La première c’est que, effectivement, il n’y avait pas assez de charges contre les accusés et dans ce cas il aurait été injuste de les condamner, surtout dans une affaire d’homicide. Un bénéfice du doute, en quelque sorte aurait été accordé à ces accusés, faute d’avoir la certitude de leur culpabilité.

Si tel est le cas, la justice égyptienne aurait bien fait d’agir ainsi et, au lieu de lui en vouloir, les égyptiens auraient dû lui applaudir la noblesse de l’attitude et la grandeur de l’âme générosité au lieu de lui reprocher le manque de cruauté.

La deuxième possibilité c’est que la justice aurait jugé que trop de sang avait été versé et pour que le passé soit tourné avec toutes ses tares, il est nécessaire de tourner aussi cette page sanglante de la révolution.

Cette décision, bien que assez défendable sur le fond souffre d’un manque de légitimité car elle est de nature politique et sort de la sphère de compétence de la justice. Il ne revient en aucun cas à l’institution judiciaire de la prendre. Ce serait donc une faute grave et un dépassement des prérogatives qu’aucun commis la justice dans ce cas.

La troisième possibilité c’est qu’il y ait eu, effectivement, d’autres considérations qui auraient entraîné une certaine mollesse dans le traîtement de l’affaire en question.

Une justice qui maintient la décision de Tantaoui relative à la dissolution du Parlement et qui refuse de condamner les accusés pour d’autres objectifs que ceux avoués. Dans ce cas, la machine judiciaire serait-elle le dernier bastion du régime Moubarak? Si tel est le cas, il y a lieu de craindre que d’autres coups d’éclat soient à venir.

Des tentatives, en quelque sorte pour renverser la vapeur au profit de ceux que les Frères Musulmans croient avoir écartés du pouvoir ou, du moins, pour défendre un dernier carré de ce qui fut il y a quelque temps encore un régime au pays des Pharaons.
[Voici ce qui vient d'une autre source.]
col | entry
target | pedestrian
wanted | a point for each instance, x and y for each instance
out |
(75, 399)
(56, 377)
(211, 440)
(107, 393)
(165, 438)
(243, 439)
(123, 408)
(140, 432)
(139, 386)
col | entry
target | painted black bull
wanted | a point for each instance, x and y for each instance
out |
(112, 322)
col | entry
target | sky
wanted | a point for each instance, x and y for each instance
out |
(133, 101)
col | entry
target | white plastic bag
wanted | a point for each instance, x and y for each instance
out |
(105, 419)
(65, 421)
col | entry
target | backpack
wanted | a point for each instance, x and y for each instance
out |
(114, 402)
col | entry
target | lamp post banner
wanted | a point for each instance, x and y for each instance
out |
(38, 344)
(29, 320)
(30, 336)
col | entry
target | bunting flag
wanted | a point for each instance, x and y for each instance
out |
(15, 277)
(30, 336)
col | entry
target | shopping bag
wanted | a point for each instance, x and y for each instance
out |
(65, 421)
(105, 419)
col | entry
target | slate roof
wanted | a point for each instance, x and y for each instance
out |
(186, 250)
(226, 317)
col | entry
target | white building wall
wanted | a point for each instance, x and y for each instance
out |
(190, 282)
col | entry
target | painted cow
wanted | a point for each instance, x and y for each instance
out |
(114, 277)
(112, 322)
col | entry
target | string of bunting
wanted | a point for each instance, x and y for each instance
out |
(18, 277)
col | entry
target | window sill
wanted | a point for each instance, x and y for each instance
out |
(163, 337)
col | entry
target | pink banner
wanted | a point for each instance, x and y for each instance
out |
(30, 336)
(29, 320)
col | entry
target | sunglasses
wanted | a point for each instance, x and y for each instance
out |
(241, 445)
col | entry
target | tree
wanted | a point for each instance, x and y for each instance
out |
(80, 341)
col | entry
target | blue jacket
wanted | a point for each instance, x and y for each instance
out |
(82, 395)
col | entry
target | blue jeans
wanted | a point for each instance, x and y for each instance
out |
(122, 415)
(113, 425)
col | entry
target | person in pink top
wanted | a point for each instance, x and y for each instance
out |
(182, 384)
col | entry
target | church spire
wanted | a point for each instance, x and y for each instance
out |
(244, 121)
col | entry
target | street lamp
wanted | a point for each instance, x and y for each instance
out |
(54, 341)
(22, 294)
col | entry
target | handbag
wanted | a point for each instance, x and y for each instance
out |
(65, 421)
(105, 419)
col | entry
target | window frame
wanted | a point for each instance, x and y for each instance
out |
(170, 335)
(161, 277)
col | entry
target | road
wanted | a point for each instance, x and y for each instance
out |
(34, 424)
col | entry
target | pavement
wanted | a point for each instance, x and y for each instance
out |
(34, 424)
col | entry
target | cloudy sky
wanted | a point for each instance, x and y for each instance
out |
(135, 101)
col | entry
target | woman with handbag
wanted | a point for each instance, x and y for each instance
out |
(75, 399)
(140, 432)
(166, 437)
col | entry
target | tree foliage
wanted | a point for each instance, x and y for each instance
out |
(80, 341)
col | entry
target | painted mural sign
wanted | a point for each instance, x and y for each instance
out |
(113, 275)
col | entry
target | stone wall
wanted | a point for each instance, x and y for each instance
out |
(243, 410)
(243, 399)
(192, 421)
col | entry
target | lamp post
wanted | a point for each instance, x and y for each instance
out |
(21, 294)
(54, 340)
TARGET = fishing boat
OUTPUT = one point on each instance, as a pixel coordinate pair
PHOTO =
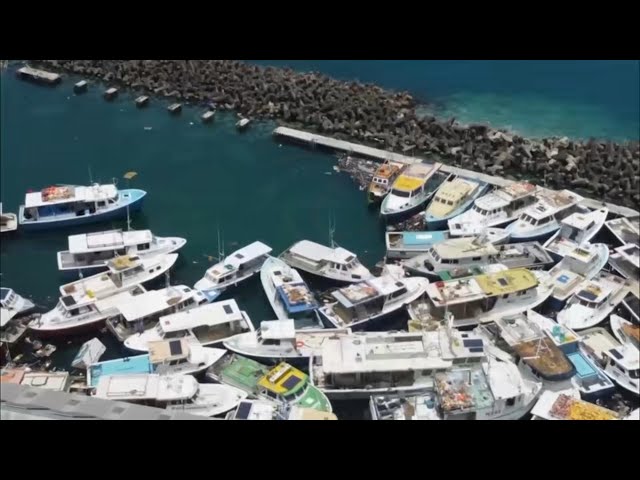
(143, 312)
(173, 392)
(288, 294)
(165, 357)
(382, 180)
(626, 261)
(8, 221)
(412, 189)
(593, 301)
(237, 267)
(70, 205)
(625, 229)
(334, 263)
(541, 220)
(580, 264)
(494, 390)
(91, 252)
(558, 406)
(495, 209)
(454, 196)
(575, 231)
(280, 341)
(123, 272)
(205, 325)
(620, 362)
(470, 252)
(70, 317)
(282, 384)
(624, 331)
(362, 364)
(485, 298)
(363, 305)
(13, 303)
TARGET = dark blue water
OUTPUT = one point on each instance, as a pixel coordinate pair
(577, 98)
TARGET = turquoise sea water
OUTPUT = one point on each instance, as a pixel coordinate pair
(578, 98)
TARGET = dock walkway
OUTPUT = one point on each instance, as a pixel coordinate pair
(334, 145)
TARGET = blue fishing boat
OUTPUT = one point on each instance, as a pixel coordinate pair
(454, 197)
(70, 205)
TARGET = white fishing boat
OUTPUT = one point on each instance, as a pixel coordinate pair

Discréditer la mouvance islamiste et démontrer ses ambiguïtés lorsqu’il s’agit de gouverner un pays n’est pas à écarter non plus comme explication de ce bras de fer qui s’est soldé par le recul, encore une fois, de Morsi.

Le fait, cependant, que la décision de Morsi vienne après un appel de Frères Musulmans à manifester contre le procureur général donne à l’échec présidentiel une dimension plus grande encore.

Les familles des victimes ne vont pas se taire et le Président ne peut pas tenir ses promesses sur ce plan. Alors, d’autres rebondissements sont à prévoir dans cette affaire et l’on ne peut que se demander une chose: où va l’Egypte?